Unfortunately, we seem to be stuck in a loop of complaining about our politicians and how our government works, re-electing the same politicians or more just like them and then complaining some more when things get worse.  We're stuck in a downward spiral of corruption, but I do think there's a way out of it and it has nothing to do with amending the Constitution regarding marriage, abortion, flag-burning nor any other distracting irrelevancy that our Constitution doesn't need to be changed over.

Ben Franklin had doubts that we'd be able to maintain the republic that he and his conspirators implemented.  If they could've seen how far afield we'd go from what they started, they'd probably have turned the whole thing over to the Algonquian Roundtable.
Rather than watching corrupt representatives spend millions upon millions of dollars to get voted into a position that doesn't pay nearly as much but does afford them the opportunity to steal from us and break laws while we watch our country wither and die, I say we get rid of the politicians.  Personally, I'm tired of watching politicians fight among themselves like they're some mini-Middle East holding onto a centuries-old grudge. 

Since politicians prove without fail that they're willing to weasel out of anything except office, I propose that the ranks of our representative government be filled in the same way that jury boxes are.  Representatives will be selected from among We the People to engage in civil service.  Pay can be lowered to make sure no one enjoys it too much and terms can be shortened to keep anyone from suffering too long.  Every six months or so, we'll get a new batch of representatives in place (president included) and we can do away with all the nonsense of campaigning and lying and debating and pondering over which loser to vote for based on how screwed we think we'll be by our lack of decent choices.  We could do away with representatives who sought the position because of overambitiousness and were willing to do anything they needed to do to win it.

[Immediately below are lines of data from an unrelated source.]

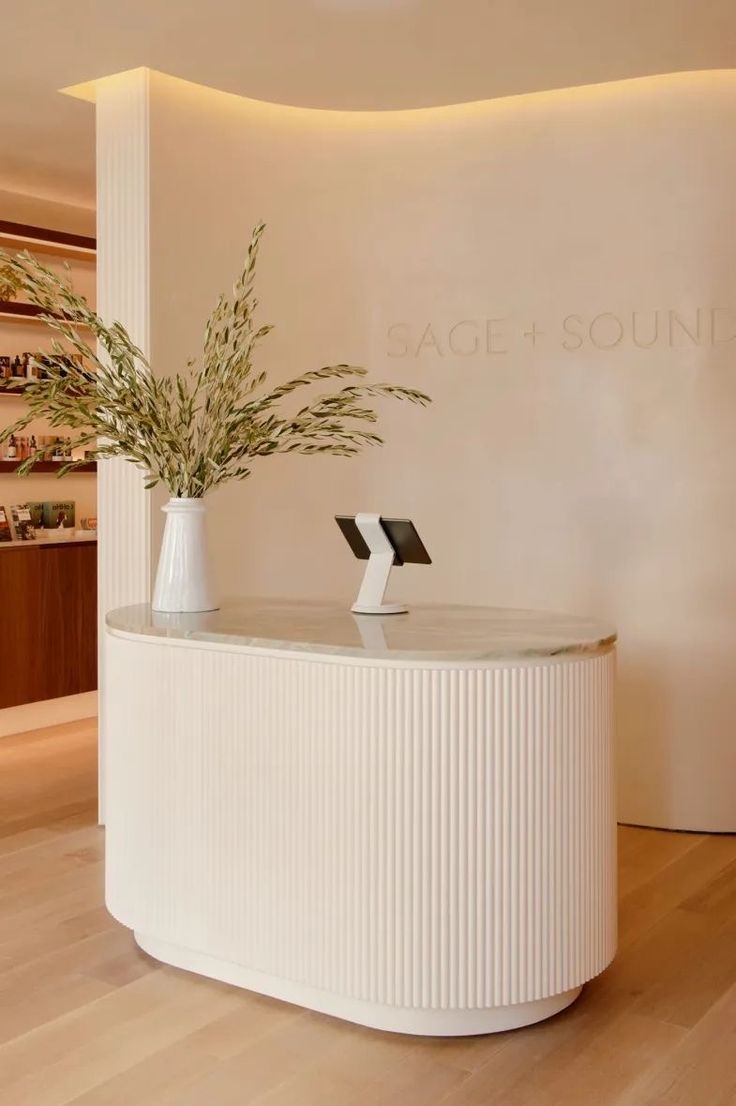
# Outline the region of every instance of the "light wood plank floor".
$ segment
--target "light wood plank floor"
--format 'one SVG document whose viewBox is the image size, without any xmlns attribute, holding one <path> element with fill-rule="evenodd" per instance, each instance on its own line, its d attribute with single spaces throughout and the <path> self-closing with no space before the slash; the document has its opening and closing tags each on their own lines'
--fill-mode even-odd
<svg viewBox="0 0 736 1106">
<path fill-rule="evenodd" d="M 556 1018 L 393 1036 L 139 952 L 103 906 L 94 738 L 0 740 L 2 1106 L 736 1106 L 736 837 L 621 829 L 619 954 Z"/>
</svg>

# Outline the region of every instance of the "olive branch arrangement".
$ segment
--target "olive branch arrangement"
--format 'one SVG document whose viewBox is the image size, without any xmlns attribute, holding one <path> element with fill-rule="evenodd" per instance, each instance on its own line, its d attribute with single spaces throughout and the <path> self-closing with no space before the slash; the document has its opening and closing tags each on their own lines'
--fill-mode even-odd
<svg viewBox="0 0 736 1106">
<path fill-rule="evenodd" d="M 12 300 L 20 288 L 20 278 L 8 265 L 0 265 L 0 300 Z"/>
<path fill-rule="evenodd" d="M 396 384 L 356 383 L 366 370 L 347 364 L 314 369 L 264 390 L 267 374 L 256 371 L 253 362 L 258 343 L 273 329 L 254 322 L 253 283 L 264 229 L 259 223 L 253 231 L 232 298 L 220 296 L 207 322 L 201 359 L 171 376 L 154 376 L 125 328 L 106 325 L 64 276 L 27 252 L 0 251 L 0 267 L 13 275 L 19 294 L 43 310 L 43 320 L 66 343 L 55 339 L 50 354 L 33 359 L 39 375 L 22 385 L 25 413 L 0 431 L 0 444 L 42 418 L 75 431 L 72 445 L 87 451 L 84 460 L 63 465 L 59 475 L 90 459 L 123 457 L 145 470 L 147 488 L 162 483 L 171 496 L 196 499 L 249 476 L 258 457 L 352 457 L 365 446 L 382 445 L 377 433 L 361 426 L 377 421 L 368 401 L 391 397 L 426 406 L 429 396 Z M 299 388 L 343 379 L 353 382 L 293 414 L 280 412 L 281 401 Z M 0 386 L 11 383 L 17 388 L 15 380 Z M 18 473 L 29 472 L 46 452 L 26 458 Z"/>
</svg>

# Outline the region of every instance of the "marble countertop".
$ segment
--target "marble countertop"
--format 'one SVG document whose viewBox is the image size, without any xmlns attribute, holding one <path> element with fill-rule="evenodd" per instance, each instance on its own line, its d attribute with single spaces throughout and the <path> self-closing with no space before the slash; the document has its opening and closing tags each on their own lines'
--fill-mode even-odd
<svg viewBox="0 0 736 1106">
<path fill-rule="evenodd" d="M 416 606 L 407 614 L 357 615 L 347 604 L 294 599 L 231 599 L 205 614 L 160 614 L 139 604 L 111 611 L 107 625 L 144 637 L 407 661 L 589 655 L 616 641 L 605 623 L 548 611 Z"/>
</svg>

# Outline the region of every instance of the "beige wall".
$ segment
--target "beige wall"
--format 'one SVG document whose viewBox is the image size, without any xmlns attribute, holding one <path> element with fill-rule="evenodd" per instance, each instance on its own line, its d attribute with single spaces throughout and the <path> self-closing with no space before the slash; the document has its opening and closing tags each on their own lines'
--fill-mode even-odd
<svg viewBox="0 0 736 1106">
<path fill-rule="evenodd" d="M 397 594 L 616 623 L 621 816 L 688 828 L 736 828 L 735 123 L 725 72 L 383 115 L 151 84 L 154 365 L 263 217 L 264 365 L 434 397 L 217 493 L 222 592 L 347 600 L 333 513 L 410 515 Z"/>
</svg>

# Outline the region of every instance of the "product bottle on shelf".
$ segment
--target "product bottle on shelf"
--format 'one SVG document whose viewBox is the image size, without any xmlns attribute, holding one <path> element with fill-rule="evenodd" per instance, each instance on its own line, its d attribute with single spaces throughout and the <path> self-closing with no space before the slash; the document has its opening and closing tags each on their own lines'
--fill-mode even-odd
<svg viewBox="0 0 736 1106">
<path fill-rule="evenodd" d="M 36 435 L 31 434 L 31 444 L 28 447 L 28 452 L 30 453 L 31 456 L 33 456 L 34 453 L 37 451 L 37 449 L 38 449 L 38 446 L 36 444 Z"/>
<path fill-rule="evenodd" d="M 6 456 L 9 461 L 16 461 L 18 459 L 18 446 L 14 434 L 10 435 Z"/>
</svg>

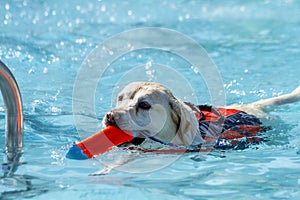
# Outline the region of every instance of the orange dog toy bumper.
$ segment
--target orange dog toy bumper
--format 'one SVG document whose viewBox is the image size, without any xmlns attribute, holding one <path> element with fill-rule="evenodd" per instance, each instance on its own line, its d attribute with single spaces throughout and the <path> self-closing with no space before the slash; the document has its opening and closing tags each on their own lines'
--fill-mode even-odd
<svg viewBox="0 0 300 200">
<path fill-rule="evenodd" d="M 77 143 L 69 149 L 66 157 L 76 160 L 93 158 L 133 139 L 131 132 L 124 132 L 114 126 L 107 126 L 100 132 Z"/>
</svg>

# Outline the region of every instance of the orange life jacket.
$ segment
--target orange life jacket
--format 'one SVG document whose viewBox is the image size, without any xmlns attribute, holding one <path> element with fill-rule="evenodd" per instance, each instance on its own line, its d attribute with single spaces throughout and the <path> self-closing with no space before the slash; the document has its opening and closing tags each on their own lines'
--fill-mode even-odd
<svg viewBox="0 0 300 200">
<path fill-rule="evenodd" d="M 240 110 L 206 105 L 197 107 L 201 135 L 207 143 L 216 141 L 216 148 L 247 148 L 252 143 L 261 142 L 263 139 L 259 133 L 268 130 L 256 116 Z"/>
</svg>

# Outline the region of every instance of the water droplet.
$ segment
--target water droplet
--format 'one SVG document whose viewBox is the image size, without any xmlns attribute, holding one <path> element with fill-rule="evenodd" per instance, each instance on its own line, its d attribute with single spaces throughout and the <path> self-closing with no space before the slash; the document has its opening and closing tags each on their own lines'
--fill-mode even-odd
<svg viewBox="0 0 300 200">
<path fill-rule="evenodd" d="M 5 10 L 9 10 L 9 8 L 10 8 L 9 4 L 8 3 L 5 4 Z"/>
<path fill-rule="evenodd" d="M 103 5 L 103 6 L 101 6 L 101 9 L 100 9 L 102 12 L 105 12 L 106 11 L 106 6 L 105 5 Z"/>
<path fill-rule="evenodd" d="M 44 67 L 43 73 L 44 73 L 44 74 L 47 74 L 47 73 L 48 73 L 48 68 L 47 68 L 47 67 Z"/>
<path fill-rule="evenodd" d="M 109 18 L 109 21 L 111 21 L 111 22 L 115 22 L 115 21 L 116 21 L 116 18 L 115 18 L 115 17 L 113 17 L 113 16 L 111 16 L 111 17 Z"/>
<path fill-rule="evenodd" d="M 35 67 L 31 67 L 29 70 L 28 70 L 28 74 L 33 74 L 35 72 Z"/>
</svg>

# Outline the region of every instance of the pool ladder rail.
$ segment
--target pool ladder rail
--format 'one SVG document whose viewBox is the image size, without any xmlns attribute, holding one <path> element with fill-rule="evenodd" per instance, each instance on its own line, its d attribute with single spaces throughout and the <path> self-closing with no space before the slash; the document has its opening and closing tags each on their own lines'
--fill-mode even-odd
<svg viewBox="0 0 300 200">
<path fill-rule="evenodd" d="M 23 108 L 18 84 L 4 63 L 0 61 L 0 89 L 5 104 L 5 153 L 2 164 L 4 176 L 13 176 L 20 165 L 23 146 Z"/>
</svg>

Sure, we'd lose a lot of the circus, but some actual focus on administration and public service could happen.  Imagine having representatives who acted in the interest of their constituencies and how quickly they could be replaced if they didn't.  Imagine functioning without arguments mired in a tangle of political party lines.  It would certainly keep us on our toes  when the mail came around and if the system gets run like jury duty, we should have the blessing that most of our representatives won't really want the job.

You got a better idea?  Help Thin the Herd!